Every memory of violence promises its prevention in the future. Through our scars, we remember.

Monday, January 7, 2008

New Years 2008

It's neither superstition nor ritual that forces me to acknowledge and celebrate New Years each year. It is a blind optimism concerning the mechanics of the universe that washes over me in warm, rolling waves.

I consider New Years Day, much like a birthday, a station point in life. It’s a dog-eared page in a journal that we thumb back to annually, re-read certain lines, and discover a new & different meaning each time. It is an opportunity to recognize that we have completed yet another revolution around the Sun, and that one more revolution has begun anew.

2007 came to an end beneath a tapestry of stars so glittering and expansive that it brought to mind the night skies of childhood, the imaginings of an immense swathe of black paper pricked with holes, filtering in some light from beyond.

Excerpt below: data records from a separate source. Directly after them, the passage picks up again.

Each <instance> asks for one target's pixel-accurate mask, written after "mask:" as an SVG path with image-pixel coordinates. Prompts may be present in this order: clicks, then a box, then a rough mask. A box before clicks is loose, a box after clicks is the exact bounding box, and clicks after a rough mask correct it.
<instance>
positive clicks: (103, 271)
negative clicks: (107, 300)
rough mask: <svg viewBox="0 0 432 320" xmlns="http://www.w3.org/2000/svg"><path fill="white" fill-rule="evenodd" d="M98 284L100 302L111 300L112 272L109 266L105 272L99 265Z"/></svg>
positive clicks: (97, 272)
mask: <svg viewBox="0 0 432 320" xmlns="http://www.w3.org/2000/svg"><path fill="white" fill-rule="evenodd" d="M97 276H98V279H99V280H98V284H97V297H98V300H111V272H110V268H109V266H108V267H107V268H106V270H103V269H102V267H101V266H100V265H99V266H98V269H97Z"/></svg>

The campfire glowed, and we huddled around it, laughing and pouring champagne, toasting the sky and each other again and again. Shooting stars leave strands of wishes in their wake. I walk a short distance from camp, into the Texas night, and a chill creeps into my bones as I squat to pee. I pour myself onto the cracked earth under cover of night, exhale a wisp of warm breath, and wonder at the vital exchanges taking place at both ends of my body.

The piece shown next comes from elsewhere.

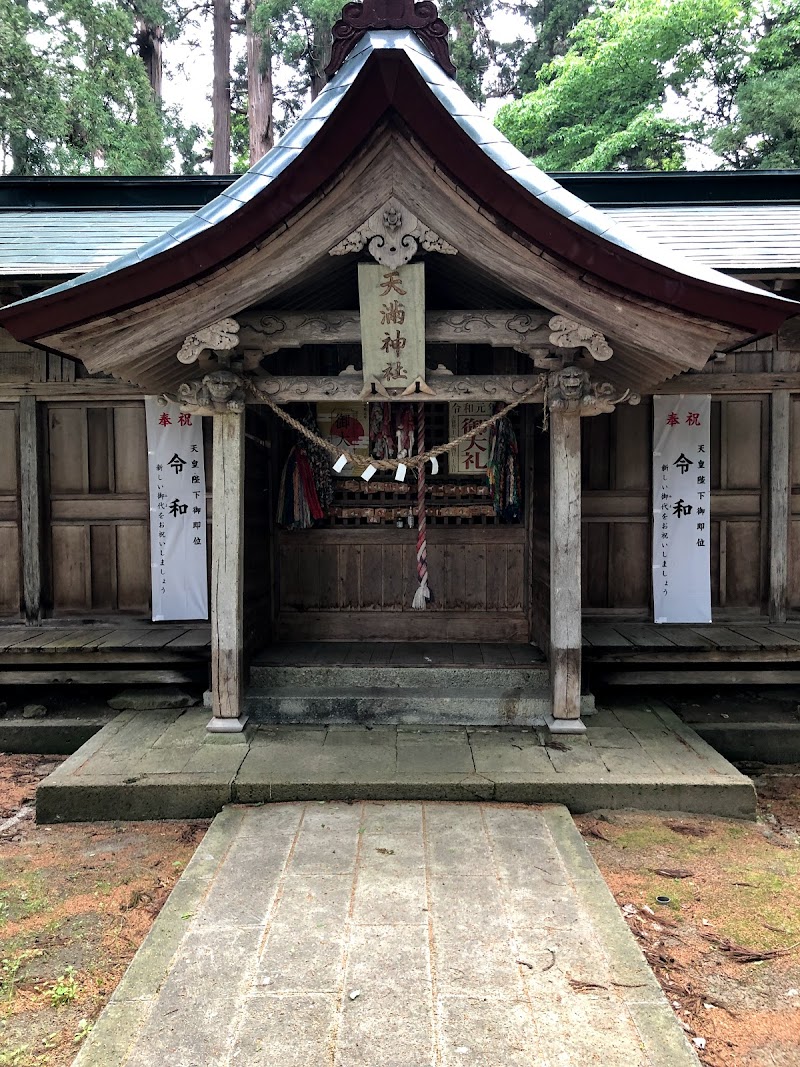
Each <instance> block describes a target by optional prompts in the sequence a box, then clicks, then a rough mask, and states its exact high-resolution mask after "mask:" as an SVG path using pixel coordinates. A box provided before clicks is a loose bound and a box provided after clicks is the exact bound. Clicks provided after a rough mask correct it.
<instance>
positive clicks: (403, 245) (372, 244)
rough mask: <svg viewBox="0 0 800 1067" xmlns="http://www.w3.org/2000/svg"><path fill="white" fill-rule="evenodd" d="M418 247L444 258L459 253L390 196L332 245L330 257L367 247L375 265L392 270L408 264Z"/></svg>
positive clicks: (397, 201)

It is no wonder why the transcendentalists were all moved by nature. In this place, we are all vulnerable to the elements, life is unpredictable, and more visceral than indoors. I am infinitely more alive out here.

Around the fire, or within the enormous yurt, there are embraces, confessions, laughter. And it dawns on me, “These people love and respect me.” No matter how many times I fail myself, or refuse to believe I have succeeded, I have earned the respect of the people I love. 2008 is the year I will earn my own respect.

I will earn my degree this year, 5 long, stressful years in the making. In a couple of weeks I will be in Asia, examining the sites of disasters on the shores of several nations. And then, on some distant shore, I will carve my name into my profession...

2008 is full of promises. In spite of personal uncertainty, some things are certain:
There will be more deaths, as there always are. Some will govern well, and others poorly. Scandals and environmental catastrophes will rock the airwaves. Small kindnesses will go unreported, and people will continue to be people everywhere, screwing and fighting, hoping and waiting, loving and hating.

More noteworthy, our little planet will continue to make its way around the sun, celestial bodies will wink conspiratorially at one another, and cycles will continue to unfold, wreaking havoc on humanity simply by doing as their nature compels.

Like the transcendentalists before me, I will reach out to the world in 2008, lay myself bare like an exposed nerve, and let myself be guided by the precious vulnerability I find in discomfort and danger. That, and wait to see what is written when we return to this station on the eve of 2009.